As it turns out, it doesn’t matter. We are the last to show up.

The Service

Today’s worship leader normally plays drums, but today he fills in as worship leader for his older brother, who is working. He also plays guitar. Another guitarist and bassist join him. The drum kit sits idle. His leading is confident, though not polished.

I’ve been to services where the worship team is so rehearsed that I feel I’m at a concert and miss worshiping God. The opposite is well-intentioned people who shouldn’t be leading music. Their efforts unfold as a painful ordeal, repelling me from God.

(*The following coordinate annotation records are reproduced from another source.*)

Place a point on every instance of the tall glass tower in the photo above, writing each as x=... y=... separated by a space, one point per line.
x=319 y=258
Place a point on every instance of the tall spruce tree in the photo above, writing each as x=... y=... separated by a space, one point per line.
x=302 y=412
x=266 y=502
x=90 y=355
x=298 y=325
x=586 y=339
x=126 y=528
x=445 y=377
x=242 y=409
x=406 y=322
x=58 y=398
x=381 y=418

Today, we hit that ideal place between the two extremes. At least it’s ideal for me. We sing several current worship songs, which draw me to God.

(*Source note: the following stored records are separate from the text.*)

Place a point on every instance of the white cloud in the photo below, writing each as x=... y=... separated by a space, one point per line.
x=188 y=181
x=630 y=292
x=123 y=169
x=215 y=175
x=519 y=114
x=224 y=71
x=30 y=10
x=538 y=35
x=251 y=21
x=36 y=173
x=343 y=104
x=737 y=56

Then they have a time of sharing. When churches do this, I often wonder why. One of three patterns usually emerges: 

They call attention to the person sharing, as in “I just bought a new Lexis. Pray that my BMW sells so I can give money to the mission.”

Or it borders on gossip, as in “My brother-in-law didn’t come home again last night. My sister might file for divorce and seek full custody of the kids.”

Third is a wish list to God, as in “Pray for a new job, a good-paying job, one where the boss treats employees with respect, and a new car to get me to work, suitable work clothes, and money for . . . ” 

Yeah, I’m exaggerating a bit, but not too much. 

Not so at this church. They share well. My first hint of this is tissue boxes scattered throughout the room. Certainly, people shed tears here. My assumption proves correct. When the first two people share, both end up crying as they reveal the angst of their heart.

Their words are not just a lament but also a testimony, teaching and encouraging others. 

They remind me of Paul’s words to Jesus’s followers in Corinth, that each person should do their part in building up the church (1 Corinthians 14:26). Their time of sharing doesn’t fully match Paul’s instruction, but they come closer than I’ve ever seen before.

After several people share, the pastor asks for others to do the same. His words go beyond being polite. He’s almost imploring more people to participate.

I wonder if he’s leaving an opening for Candy or me to say something. At his second request, I squirm a bit, but he doesn’t prolong his plea. With no more takers, he moves on to his message.

The Message

It’s the Sunday before Christmas, and he reads about Jesus’s birth from Luke 2:8–14. The pastor has a gentle delivery, kind and accessible. Though it’s not his fault, I have trouble concentrating on his words.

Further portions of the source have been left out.